One of the privileges of being a pastor is having the opportunity to be with individuals and families as they navigate some of life’s most joyful celebrations — and its most painful challenges. And while I am generally blown away by the strength and faith with which many people deal with the hard times, I do occasionally struggle with the question of how to encourage folks who have got it in their heads that being a Christian is supposed to exempt them from suffering.

Even a cursory reading of the New Testament, it seems to me, makes it clear that the storms of life shouldn’t surprise us. Jesus himself once said, “In this world, you will have trouble” (John 16:33). In today’s New Testament lesson, the Apostle Paul “strengthened and encouraged” the disciples in his newly-planted churches by telling them, “We must go through many hardships to enter the kingdom of God” (Acts 14:21-22). And in the well-known story from today’s gospel lesson (Mark 4:35-41), Jesus doesn’t prevent his disciples from encountering a storm; instead, he challenges them to trust his presence in it.

You’ve heard that story, no doubt. Jesus and the Twelve are crossing a lake when a violent squall comes up that threatens to swamp their boat. But as the disciples begin to panic, Jesus remains asleep.
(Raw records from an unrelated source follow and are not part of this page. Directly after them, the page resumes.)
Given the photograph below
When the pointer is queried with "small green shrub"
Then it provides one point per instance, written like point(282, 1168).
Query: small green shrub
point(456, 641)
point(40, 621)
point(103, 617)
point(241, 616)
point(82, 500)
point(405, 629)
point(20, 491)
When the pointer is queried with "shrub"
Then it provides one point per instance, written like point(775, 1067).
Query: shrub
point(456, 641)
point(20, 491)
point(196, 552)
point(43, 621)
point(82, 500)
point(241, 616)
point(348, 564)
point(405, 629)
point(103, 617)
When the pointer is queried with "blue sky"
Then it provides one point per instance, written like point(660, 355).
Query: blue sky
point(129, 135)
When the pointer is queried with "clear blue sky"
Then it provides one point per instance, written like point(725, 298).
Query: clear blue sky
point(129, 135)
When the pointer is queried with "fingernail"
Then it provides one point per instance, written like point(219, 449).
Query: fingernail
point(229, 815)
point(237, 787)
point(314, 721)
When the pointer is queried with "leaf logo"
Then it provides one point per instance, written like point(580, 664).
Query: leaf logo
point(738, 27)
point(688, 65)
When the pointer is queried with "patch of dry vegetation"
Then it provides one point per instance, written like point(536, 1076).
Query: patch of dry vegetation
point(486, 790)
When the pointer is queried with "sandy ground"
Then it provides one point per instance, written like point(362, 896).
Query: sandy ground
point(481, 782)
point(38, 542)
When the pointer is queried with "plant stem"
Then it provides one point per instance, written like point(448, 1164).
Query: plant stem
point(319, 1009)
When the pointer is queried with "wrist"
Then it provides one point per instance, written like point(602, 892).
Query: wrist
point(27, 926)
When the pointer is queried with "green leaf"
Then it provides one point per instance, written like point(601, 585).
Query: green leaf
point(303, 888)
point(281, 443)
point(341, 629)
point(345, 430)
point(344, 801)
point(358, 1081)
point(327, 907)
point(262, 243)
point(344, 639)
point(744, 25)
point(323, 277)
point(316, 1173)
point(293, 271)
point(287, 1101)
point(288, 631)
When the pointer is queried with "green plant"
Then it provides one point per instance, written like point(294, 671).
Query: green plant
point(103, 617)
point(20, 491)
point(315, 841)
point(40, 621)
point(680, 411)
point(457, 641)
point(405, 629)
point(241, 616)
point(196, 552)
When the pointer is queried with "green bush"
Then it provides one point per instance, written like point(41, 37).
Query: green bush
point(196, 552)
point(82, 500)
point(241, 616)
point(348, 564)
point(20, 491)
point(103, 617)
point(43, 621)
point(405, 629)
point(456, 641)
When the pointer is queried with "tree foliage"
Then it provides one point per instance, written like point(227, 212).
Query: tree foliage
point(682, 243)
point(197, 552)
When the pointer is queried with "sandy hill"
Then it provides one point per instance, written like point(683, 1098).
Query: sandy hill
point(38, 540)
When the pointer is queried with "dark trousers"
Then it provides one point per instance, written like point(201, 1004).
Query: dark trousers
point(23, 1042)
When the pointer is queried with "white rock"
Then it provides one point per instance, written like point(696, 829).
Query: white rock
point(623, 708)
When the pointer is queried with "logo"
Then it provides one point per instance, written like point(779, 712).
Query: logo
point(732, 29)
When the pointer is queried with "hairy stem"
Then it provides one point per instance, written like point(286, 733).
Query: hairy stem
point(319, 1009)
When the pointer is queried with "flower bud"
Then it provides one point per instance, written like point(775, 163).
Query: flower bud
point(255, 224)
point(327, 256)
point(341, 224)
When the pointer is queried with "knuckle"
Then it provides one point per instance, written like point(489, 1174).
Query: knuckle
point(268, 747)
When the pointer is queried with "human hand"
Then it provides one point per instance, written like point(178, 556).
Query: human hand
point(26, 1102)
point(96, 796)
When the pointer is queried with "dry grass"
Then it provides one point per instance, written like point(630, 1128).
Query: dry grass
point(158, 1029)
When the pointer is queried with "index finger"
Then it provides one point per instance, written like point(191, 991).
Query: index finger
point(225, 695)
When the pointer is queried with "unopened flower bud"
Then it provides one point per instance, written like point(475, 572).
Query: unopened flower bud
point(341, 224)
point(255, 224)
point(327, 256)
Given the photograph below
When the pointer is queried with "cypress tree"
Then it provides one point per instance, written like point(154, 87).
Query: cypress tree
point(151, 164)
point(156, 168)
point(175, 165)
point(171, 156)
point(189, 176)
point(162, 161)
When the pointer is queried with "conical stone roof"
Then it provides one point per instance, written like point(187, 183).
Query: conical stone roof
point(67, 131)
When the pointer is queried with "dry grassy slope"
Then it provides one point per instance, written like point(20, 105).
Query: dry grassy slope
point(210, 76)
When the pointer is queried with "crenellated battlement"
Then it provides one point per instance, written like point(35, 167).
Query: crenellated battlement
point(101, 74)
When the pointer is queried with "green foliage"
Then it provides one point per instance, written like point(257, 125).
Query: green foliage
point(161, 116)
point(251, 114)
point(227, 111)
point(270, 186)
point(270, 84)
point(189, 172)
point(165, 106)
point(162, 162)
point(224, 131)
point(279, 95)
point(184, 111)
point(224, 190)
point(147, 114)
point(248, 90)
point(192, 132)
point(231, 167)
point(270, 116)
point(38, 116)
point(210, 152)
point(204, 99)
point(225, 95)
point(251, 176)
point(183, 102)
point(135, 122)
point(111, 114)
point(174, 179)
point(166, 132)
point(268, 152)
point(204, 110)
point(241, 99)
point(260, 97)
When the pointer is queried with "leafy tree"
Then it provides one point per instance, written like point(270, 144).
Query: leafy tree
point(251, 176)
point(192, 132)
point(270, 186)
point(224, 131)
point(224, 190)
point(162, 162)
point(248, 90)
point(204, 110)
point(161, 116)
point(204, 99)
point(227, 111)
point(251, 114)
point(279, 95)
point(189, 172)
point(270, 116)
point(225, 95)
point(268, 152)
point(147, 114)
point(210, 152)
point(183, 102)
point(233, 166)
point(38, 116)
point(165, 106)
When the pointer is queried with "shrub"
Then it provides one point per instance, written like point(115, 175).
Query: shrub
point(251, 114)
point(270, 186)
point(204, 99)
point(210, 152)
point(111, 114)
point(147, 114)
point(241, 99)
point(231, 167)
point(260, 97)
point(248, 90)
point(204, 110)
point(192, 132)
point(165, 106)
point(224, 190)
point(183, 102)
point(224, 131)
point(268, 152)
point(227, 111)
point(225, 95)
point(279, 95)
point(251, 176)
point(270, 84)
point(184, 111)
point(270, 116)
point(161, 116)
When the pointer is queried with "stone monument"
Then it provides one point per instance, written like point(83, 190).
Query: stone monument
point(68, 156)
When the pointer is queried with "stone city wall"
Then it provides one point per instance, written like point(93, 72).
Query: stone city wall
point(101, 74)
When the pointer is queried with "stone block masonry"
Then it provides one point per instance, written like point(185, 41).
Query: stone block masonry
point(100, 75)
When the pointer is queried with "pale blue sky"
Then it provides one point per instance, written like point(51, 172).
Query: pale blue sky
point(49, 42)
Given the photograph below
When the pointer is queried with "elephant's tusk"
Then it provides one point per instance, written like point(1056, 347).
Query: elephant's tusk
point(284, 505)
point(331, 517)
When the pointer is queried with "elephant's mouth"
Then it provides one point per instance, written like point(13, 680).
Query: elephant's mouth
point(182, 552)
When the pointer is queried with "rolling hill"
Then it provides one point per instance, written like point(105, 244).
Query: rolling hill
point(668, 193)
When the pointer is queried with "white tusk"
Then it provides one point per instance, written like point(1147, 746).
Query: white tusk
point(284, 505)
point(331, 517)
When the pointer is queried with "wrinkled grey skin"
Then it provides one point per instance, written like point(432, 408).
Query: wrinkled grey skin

So they wake him and cry out: “Teacher, don’t you care if we drown?” (v. 38) And at times, that’s our question, too…isn’t it? “Teacher, don’t you care that my finances are falling apart, or my child is sick, or my spouse is dying, or my once-healthy body is suddenly falling apart?”

In the gospel story, Jesus responds by getting up, rebuking the waves, and returning the sea to its customary calm. However, we need to be careful, I think, about interpreting this to mean that if we just cry out Jesus will bring a speedy end to our trials. After all, he doesn’t tell his disciples, “Chill out! I’ll fix everything!” Instead, he asks them, “Why are you so afraid? Do you still have no faith?” (v. 40) In other words, he invites them to realize — that even as the storm rages around them — he is still with them and will not leave them forsaken.

I think that the words of a song by Ryan Stephenson say it pretty well:

In the eye of the storm, You remain in control
In the middle of the war, You guard my soul
You alone are the anchor, when my sails are torn
Your love surrounds me in the eye of the storm

Eye of the Storm

It’s my sincere desire that our ways would be clear and “storm-free” today. But even if they’re not, my deeper prayer is that we would trust Christ’s presence in the midst of our storms -— and would discover that his love is abundantly able to sustain us.